Does our current knowledge and evidence correspond to the values underlying the health policy debate on costly cancer medication?
The policy value base for healthcare work in Norway is not very controversial in itself. It establishes, among other things, that the seriousness of the disease must be heavily weighted when prioritising health services, and that the measures applied must have a documented effect and be reasonably cost-effective. At a meeting on cancer and priorities in spring 2012, the Director General of Health stated that there was limited documentation on the cost-effectiveness of new, expensive cancer drugs for representative patient populations (1).
As a result of systematic improvements over the past few decades that include multimodal therapy, primarily surgery and radiation, we are able as a rule to achieve long-term control of localised cancer. An example is locally advanced rectal cancer. There is consensus in the international medical community that multidisciplinary treatment tailored to the individual patient has yielded substantial returns (2).
In cases of disseminated cancer, medical tumour-directed treatment is the most important. Molecular profiling has shown that metastatic tumours are very different from the primary tumour (which is biologically heterogeneous), and that metastases are seeded by specific subclones of the primary tumour (3). Treatment of metastatic cancer should therefore be directed at molecular mechanisms in the metastatic manifestations of the disease. This is not current clinical practice, as decisions regarding therapy are almost invariably based on characteristics of the primary tumour.
A newly established national initiative, the Norwegian Cancer Genomics Consortium, outlines a scenario for medical treatment of cancer based on the individual patient’s tumour biology as defined by the genetic constitution of the tumour. The development of new drugs targeting key molecular signalling pathways, and the identification of genetic mutations for these signalling molecules using modern DNA sequencing technology, form the basis for this treatment. The consortium describes this as personalised cancer medicine, and is now planning to perform cancer genome sequencing of thousands of patients and relate this information to clinical data about the disease outcome of the individual patients (4). The consortium possesses expertise in technology and in interpreting large quantities of data. In addition to fulfilling the ambition of characterising cancer genome changes in general, this expertise should be applied to prospective therapeutic studies of biologically targeted drugs for metastatic cancer. Such studies have already started at a number of cancer centres.
In the management of cancer we are always looking for evidence. The following personal views are empirical, but based on ten years of experience of treating patients with locally advanced or metastatic colorectal cancer at two of Norway’s largest cancer clinics.
There is a long clinical tradition of personalised cancer therapy. All patients must feel assured that their therapy is consistent with the extent of the disease, their age, comorbidity, and no less important, their own preferences. And those of us working in this discipline, clinically as well as scientifically, must be aware of how we use the term individualised treatment when we communicate with health policymakers, to enable them to make the correct overarching prioritisations.

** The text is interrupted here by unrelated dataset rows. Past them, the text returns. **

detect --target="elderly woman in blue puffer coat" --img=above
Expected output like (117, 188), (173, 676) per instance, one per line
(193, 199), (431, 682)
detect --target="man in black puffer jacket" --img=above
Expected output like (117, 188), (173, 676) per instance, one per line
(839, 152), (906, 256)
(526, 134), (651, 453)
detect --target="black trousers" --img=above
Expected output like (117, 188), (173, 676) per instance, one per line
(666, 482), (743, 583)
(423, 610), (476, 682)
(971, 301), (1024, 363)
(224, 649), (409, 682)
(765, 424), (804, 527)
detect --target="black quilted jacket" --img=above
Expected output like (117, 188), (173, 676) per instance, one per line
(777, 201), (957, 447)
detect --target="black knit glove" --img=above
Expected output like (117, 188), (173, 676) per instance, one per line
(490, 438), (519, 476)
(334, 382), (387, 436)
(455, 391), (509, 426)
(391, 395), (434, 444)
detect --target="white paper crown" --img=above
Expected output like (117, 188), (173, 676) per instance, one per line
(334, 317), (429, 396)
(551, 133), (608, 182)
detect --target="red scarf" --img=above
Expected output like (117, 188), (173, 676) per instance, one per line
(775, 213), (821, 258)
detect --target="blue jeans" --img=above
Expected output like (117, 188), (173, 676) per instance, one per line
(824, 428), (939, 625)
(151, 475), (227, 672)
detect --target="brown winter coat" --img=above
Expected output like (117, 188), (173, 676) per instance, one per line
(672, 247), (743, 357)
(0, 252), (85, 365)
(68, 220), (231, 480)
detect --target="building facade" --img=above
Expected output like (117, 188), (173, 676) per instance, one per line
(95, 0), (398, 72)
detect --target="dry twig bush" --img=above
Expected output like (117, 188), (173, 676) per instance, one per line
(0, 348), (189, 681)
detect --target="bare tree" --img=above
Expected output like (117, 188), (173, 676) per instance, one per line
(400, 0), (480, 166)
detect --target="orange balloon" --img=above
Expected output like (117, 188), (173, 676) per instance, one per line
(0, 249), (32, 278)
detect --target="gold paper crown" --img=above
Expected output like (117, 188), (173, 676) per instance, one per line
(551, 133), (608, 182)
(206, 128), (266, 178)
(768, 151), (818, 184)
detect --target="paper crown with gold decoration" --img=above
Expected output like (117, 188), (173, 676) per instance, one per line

Metastatic cancer is the cause of extensive morbidity. For example, the disease of patients with metastatic colorectal cancer may be disseminated to the liver, lungs, peritoneum and multiple lymph node stations and skeletal locations. Given an optimised (read individualised) combination of palliative medical treatment and radiation therapy, the «average patient» may nevertheless live for a number of years. As a cancer specialist who has met hundreds of people with this diagnosis, it has often struck me that the patients may be relatively well-functioning as long as the disease manifestations are held in check. But when the metastatic disease finally becomes resistant to therapy, it progresses rapidly, both symptomatically and clinically, and the patient dies within a short period of time. In the light of my experience, I would maintain that the most important efficacy parameter in the treatment of metastatic cancer is symptom control. But this is difficult to target objectively in the absence of robust and validated tools. Progression-free survival is often the primary end-point in therapy studies for metastatic disease. In order for new therapy to be approved for use, documented efficacy, measured in terms of objective response parameters, including overall survival, is normally required. Could symptom control be developed as a more appropriate basis for these decisions?
In order to test biologically targeted drugs for metastatic cancer, we must establish new types of study design. Therapy trials with randomised patient populations and overall survival as the hard end-point are not appropriate for acquiring evidence-based knowledge for relevant cost-effectiveness. In a traditional study design of this nature, treatment response of individual patients that show correlation between a particular biomarker and an associated biologically targeted drug will «drown» in no-effect patient outcomes where there is no such correlation. An alternative strategy is the’n-of-1’ trial design (5), where an objective criterion (in this case the molecular profile of the metastatic tumour) is first determined for each study patient and this then acts as its own control of the therapeutic principle (the biologically targeted drug) that is to be tested.
Such a strategy could meet both the value base criterion and the health bureaucracy’s requirement that cost-effective therapy be documented in representative patient populations (which will by no means cover all patients with metastatic disease). If knowledge generated through innovative study design and alternative end-points is accepted, cost-effective, biologically targeted treatment of metastatic cancer could take its place alongside other forms of therapy.